Kaesang Umumkan Pencalonan DPR 2029 di Kandang Puan
Solo — Panggung politik Pemilu Legislatif 2029 mulai diramaikan deklarasi yang cukup mengejutkan. Ketua Umum Partai Solidaritas Indonesia (PSI) Kaesang Pangarep secara resmi menyatakan diri akan ber...
Solo — Panggung politik Pemilu Legislatif 2029 mulai diramaikan deklarasi yang cukup mengejutkan. Ketua Umum Partai Solidaritas Indonesia (PSI) Kaesang Pangarep secara resmi menyatakan diri akan bertarung memperebutkan kursi Dewan Perwakilan Rakyat (DPR) RI dari Daerah Pemilihan (Dapil) V Jawa Tengah.
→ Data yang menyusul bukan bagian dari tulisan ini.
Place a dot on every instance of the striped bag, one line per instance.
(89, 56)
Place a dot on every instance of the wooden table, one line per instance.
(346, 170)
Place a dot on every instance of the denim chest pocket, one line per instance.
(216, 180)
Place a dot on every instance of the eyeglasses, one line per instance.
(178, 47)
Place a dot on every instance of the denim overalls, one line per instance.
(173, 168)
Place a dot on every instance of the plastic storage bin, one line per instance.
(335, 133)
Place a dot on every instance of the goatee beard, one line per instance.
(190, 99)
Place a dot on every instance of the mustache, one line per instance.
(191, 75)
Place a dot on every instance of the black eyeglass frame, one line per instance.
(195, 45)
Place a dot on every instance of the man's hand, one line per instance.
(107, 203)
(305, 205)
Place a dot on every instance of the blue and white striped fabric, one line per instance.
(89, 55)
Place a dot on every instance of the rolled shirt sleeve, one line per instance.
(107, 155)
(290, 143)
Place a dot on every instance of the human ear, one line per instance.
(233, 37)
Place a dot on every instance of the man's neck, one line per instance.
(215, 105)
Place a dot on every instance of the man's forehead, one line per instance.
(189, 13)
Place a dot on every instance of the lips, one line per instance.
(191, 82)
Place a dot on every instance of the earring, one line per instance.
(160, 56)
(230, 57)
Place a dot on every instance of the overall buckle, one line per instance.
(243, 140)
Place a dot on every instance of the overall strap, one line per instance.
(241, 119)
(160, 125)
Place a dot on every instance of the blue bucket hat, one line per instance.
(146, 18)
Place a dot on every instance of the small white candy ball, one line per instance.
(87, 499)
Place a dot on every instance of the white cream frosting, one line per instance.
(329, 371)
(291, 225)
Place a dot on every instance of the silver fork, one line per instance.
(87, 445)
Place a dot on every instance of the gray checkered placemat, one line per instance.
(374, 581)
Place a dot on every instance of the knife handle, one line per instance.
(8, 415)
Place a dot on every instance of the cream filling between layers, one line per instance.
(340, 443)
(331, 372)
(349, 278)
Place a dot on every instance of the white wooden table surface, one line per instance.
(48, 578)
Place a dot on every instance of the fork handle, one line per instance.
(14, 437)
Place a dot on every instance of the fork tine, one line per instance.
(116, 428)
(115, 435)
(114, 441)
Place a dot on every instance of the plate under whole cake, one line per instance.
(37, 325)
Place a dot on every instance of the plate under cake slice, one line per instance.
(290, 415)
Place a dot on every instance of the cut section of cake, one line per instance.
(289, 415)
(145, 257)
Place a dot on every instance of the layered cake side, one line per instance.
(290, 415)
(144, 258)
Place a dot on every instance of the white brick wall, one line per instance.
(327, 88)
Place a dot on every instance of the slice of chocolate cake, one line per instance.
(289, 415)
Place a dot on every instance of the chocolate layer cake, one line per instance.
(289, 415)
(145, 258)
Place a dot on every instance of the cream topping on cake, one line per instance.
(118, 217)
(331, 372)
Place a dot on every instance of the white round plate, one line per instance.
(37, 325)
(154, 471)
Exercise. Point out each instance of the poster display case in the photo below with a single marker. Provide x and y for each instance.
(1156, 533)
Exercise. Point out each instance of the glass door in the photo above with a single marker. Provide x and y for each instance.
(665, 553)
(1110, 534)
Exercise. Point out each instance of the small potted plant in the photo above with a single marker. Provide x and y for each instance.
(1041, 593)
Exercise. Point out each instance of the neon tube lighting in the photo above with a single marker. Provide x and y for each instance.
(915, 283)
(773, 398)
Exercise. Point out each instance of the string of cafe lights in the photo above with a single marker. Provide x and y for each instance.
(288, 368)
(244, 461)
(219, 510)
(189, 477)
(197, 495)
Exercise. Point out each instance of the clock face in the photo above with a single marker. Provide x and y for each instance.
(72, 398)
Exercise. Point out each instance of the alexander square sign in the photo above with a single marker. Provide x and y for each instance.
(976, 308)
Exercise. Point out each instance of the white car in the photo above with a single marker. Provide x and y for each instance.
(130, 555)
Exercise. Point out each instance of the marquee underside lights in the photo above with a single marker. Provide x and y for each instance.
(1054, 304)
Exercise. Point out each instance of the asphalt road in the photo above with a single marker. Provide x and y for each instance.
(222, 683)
Pengumuman itu disampaikan langsung di hadapan kader dalam Rapat Koordinasi Daerah (Rakorda) PSI yang digelar di Kota Solo, Sabtu lalu, menandai langkah berani putra bungsu Presiden Joko Widodo tersebut memasuki kancah yang selama ini menjadi basis kekuatan politik paling kokoh di Indonesia.
Bukan rahasia lagi bahwa Dapil V Jateng yang meliputi Kabupaten Klaten, Boyolali, Sukoharjo, dan Kota Solo merupakan ladang suara mutlak bagi Partai Demokrasi Indonesia Perjuangan (PDIP). Selama puluhan tahun, wilayah ini menjadi lumbung kemenangan partai berlambang banteng tersebut, bahkan berulang kali mengantarkan Ketua DPR RI Puan Maharani meraih suara gemilang tanpa hambatan berarti. Dapil ini dikenal sebagai “kandang” politik keluarga Maharani, sehingga keputusan Kaesang untuk maju dari sana dianggap sebagai sinyal perlawanan terbuka terhadap dominasi PDIP, sekaligus uji nyali bagi PSI yang selama ini belum berhasil menembus parlemen nasional.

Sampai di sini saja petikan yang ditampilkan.